In coming years, power companies will need to become more strategic and aware of water usage, writes Jan Bultiauw
Water has long been a crucial aspect of industrial manufacturing and production processes.
Mounting water shortages and resulting regulations across the globe are increasingly calling on industrial companies to evaluate water sources and technologies that more efficiently use – and reuse – the growing limited supply of freshwater.
Given the immense use of water in a variety of power production processes, rising regulations surrounding industrial water use can have a real impact on environmental and water preservation.
As such, it’s becoming all the more challenging to produce high quality water for industrial use given mounting regulations surrounding water quality, limiting usage and environmental discharge. Therefore, water – an already imperative piece of the power production process – is becoming increasingly important.
|Water treatment plants can supply process, cooling, boiler and HP boiler water|
Having a true impact on the production output, it’s crucial to ensure that power plants use the purest water in order to produce the highest quality products. If water quality is low, it compromises everything that follows.
Low water quality, whether caused by a variety of factors including contamination, turbidity, algal bloom or season/flow peaks, can damage equipment at a faster rate and/or increase the need for more routine maintenance – already an often expensive, time-consuming process – which can slow down or halt production altogether.
Additionally, if not addressed, poor water quality can also affect the life expectancy of a plant’s water systems and overall infrastructure.
Additionally, power plants require water treatment systems capable of meeting a wide variety of water quality demands and requirements for process, cooling, boiler and HP boiler water. Each of those specific processes also has its own set of water quality requirements and specifications, creating a need for a seamless water treatment management method to meet the many aspects of industrial water needs.

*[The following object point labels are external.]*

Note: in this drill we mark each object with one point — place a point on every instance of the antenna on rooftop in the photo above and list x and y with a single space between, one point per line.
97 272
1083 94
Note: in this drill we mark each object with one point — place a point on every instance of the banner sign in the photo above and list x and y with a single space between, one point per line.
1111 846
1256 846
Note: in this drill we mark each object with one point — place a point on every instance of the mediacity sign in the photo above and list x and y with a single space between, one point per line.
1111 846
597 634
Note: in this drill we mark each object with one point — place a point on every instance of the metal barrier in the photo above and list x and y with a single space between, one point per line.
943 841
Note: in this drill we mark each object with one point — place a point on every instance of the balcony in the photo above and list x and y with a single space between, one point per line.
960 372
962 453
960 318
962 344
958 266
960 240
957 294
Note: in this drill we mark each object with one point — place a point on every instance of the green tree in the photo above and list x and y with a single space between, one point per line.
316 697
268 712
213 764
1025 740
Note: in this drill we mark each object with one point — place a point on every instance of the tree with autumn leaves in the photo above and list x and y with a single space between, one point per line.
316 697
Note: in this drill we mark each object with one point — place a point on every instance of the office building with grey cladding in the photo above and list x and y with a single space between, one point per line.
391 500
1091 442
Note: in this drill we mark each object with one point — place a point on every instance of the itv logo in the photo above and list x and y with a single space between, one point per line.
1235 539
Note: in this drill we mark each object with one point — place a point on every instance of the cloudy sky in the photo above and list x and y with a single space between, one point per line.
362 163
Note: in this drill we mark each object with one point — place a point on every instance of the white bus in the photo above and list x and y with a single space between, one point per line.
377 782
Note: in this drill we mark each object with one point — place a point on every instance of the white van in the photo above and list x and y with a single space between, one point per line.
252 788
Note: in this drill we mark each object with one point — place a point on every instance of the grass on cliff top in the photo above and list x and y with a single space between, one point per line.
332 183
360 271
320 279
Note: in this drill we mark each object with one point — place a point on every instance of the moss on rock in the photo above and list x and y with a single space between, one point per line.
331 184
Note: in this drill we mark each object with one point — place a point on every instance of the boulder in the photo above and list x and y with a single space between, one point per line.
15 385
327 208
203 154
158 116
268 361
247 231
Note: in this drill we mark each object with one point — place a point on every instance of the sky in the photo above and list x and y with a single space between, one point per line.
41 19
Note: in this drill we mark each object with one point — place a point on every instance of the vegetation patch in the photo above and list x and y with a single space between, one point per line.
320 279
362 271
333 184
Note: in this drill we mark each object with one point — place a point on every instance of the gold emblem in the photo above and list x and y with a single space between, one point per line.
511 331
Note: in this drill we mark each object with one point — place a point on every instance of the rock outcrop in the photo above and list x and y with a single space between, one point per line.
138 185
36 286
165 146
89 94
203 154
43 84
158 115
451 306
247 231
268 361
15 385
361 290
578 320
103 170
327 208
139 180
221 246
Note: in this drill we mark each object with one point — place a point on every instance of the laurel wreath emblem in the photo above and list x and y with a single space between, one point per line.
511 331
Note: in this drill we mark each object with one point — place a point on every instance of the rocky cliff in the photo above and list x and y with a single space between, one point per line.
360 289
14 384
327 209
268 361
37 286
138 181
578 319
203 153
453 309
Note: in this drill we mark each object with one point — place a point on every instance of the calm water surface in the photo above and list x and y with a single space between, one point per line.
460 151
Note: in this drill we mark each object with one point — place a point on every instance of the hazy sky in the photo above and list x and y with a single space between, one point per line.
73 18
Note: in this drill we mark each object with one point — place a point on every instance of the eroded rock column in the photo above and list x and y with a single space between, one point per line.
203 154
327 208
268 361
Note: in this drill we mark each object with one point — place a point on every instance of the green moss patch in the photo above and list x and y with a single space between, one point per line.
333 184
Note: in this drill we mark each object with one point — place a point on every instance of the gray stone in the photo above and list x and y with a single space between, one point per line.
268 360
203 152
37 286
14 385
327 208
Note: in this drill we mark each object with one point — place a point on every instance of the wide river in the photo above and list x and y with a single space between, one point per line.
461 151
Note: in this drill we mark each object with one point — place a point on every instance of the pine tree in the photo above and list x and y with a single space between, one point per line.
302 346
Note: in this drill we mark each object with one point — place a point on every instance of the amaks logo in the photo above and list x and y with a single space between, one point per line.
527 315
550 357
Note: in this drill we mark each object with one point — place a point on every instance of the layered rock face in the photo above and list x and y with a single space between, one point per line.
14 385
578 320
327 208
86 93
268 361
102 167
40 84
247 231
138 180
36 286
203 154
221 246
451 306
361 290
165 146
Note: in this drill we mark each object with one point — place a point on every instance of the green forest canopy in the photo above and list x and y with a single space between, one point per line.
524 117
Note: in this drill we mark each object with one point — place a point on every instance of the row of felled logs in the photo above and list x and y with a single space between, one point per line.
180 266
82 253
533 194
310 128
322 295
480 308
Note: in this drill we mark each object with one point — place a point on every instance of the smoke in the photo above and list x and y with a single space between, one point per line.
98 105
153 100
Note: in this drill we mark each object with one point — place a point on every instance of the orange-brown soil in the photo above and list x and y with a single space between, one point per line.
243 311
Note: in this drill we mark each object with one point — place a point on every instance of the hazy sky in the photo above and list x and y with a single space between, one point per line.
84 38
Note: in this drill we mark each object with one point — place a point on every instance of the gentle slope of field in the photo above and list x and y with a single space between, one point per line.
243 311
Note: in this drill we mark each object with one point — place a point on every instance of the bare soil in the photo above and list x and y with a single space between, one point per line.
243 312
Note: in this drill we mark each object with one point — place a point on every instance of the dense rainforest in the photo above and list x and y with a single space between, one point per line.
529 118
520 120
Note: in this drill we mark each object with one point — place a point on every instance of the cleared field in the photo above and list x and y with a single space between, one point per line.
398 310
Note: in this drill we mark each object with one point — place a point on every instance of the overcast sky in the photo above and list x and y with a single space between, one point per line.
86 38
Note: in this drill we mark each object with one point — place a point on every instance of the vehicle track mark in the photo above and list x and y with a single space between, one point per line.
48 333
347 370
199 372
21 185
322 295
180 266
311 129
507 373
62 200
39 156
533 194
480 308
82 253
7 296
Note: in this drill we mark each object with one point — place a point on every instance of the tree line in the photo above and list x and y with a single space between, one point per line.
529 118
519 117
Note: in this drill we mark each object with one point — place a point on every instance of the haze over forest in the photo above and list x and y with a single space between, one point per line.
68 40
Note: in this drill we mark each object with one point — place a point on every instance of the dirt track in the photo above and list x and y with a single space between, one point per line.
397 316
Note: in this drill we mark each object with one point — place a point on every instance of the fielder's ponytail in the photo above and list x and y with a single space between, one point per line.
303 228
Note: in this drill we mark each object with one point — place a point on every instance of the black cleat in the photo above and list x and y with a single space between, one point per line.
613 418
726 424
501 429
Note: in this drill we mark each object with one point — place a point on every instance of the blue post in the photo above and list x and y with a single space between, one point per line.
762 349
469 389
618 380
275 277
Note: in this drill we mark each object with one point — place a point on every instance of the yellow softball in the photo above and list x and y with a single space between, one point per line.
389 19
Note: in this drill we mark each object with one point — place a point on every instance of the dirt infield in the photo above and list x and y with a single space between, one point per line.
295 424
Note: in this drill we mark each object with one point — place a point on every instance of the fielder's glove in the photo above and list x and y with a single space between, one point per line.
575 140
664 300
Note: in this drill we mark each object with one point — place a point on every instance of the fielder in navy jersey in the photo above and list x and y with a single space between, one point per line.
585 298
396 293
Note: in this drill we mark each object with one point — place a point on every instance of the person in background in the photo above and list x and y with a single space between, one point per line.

These growing regulations around water quality, water usage and environmental discharge continue to plague power plant operators who must not only understand the changing, complex landscape, but also devise a path forward that meets regulatory compliance.
Maintaining a healthy supply
As water quite literally fuels the production of power, these plants must ensure that they are prepared to keep the water flowing should they face any equipment challenges or regulatory issues.
As technology and design have vastly improved in the past decade, innovative solutions such as self-contained, mobile membrane filtration systems have emerged as capable and viable options that can provide high quality water during planned or unplanned instances.
These units are particularly valuable during periods of maintenance and repairs, when power plants must quickly meet regulatory deadlines, and in response to emergency situations where water production is unavailable.
|The Induss II water production plant at the port of Ghent|
Capable of producing large water quantities with a very small footprint, mobile membranes are ideal solutions for maintaining efficient water production in both the short and long term. These automated, self-contained units can be rapidly deployed and able to produce water within hours of installation.
They can also be operated remotely to limit the amount of downtime and lost production. As such, high capacity mobile membrane solutions are the ideal state-of-the-art technology to debottleneck and relieve old, conventional water treatment systems, while reducing operating and maintenance costs.
Faced with meeting stringent water quality requirements, a large European power plant was in need of identifying a reliable and more abundant source of water to feed its existing demineralization unit.
As the plant’s original water supply, conventionally treated groundwater, could no longer provide a stable and high quality treated water source, it had to quickly implement a solution in order to meet the impending water quality regulations and avoid plant shutdown.
Due to the short supply of water, the resolution was made to utilize water from the adjacent La Meuse river. To provide stable, high quality treated water, the source water, characterized as having variable organic load and suspended solids due to seasonal variation, required two mobile integrated membrane systems consisting of low pressure membranes and one reverse osmosis unit.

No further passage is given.